SolarWinds MSP collects and aggregates information from millions of agents via hundreds of intermediate services deployed across the globe. It provides business intelligence, reporting and analytical capabilities to both internal and external clients. Having gone through a massive expansion in the past few years the traditional Extract Transform Load (ETL) pipelines cannot cope with the agility the business demands in order to deliver world class features with minimal engineering friction. The fabric of our data has evolved from cold storage independent silos into distributed interconnected continuous flows of information that demand high resilience and configurable delivery semantics at near real-time.
This talk presents DaVinci EventBus: the fully cloud-native eventing backbone of SolarWinds MSP. Built for scalability, it connects millions of agents through hundreds of micro-services that exchange tens of billions of messages per day deployed in four geographical regions.
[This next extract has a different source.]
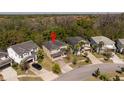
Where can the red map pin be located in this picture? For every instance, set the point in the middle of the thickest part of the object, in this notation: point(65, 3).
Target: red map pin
point(53, 37)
It exposes a unified gRPC interface that allows clients in different programming languages to seamlessly interact with topics across multiple Kafka clusters. DaVinci EventBus uses Akka to implement self-service topic management, provide high-throughput batch publication, coordinate consumption groups and replicate data while guaranteeing sequential consistency across multiple Kafka clusters.
We dive deep into the design of the DaVinci EventBus and show how Akka can be used to implement an external coordination mechanism that federates multiple Kafka clusters. We discuss our journey of breaking monolithic legacy systems into a set of resilient event-driven micro-services. We show how our event-driven approach massively reduced the data propagation network traffic and simplified the data manipulation and analysis in order to drive new features such as automated anomaly detection to our end users. Further, we expand on our future plans to provide multiple consumption mechanisms on a single event firehose, on-demand automated Kafka cluster deployment, and asynchronous workflow management across multiple micro-service boundaries.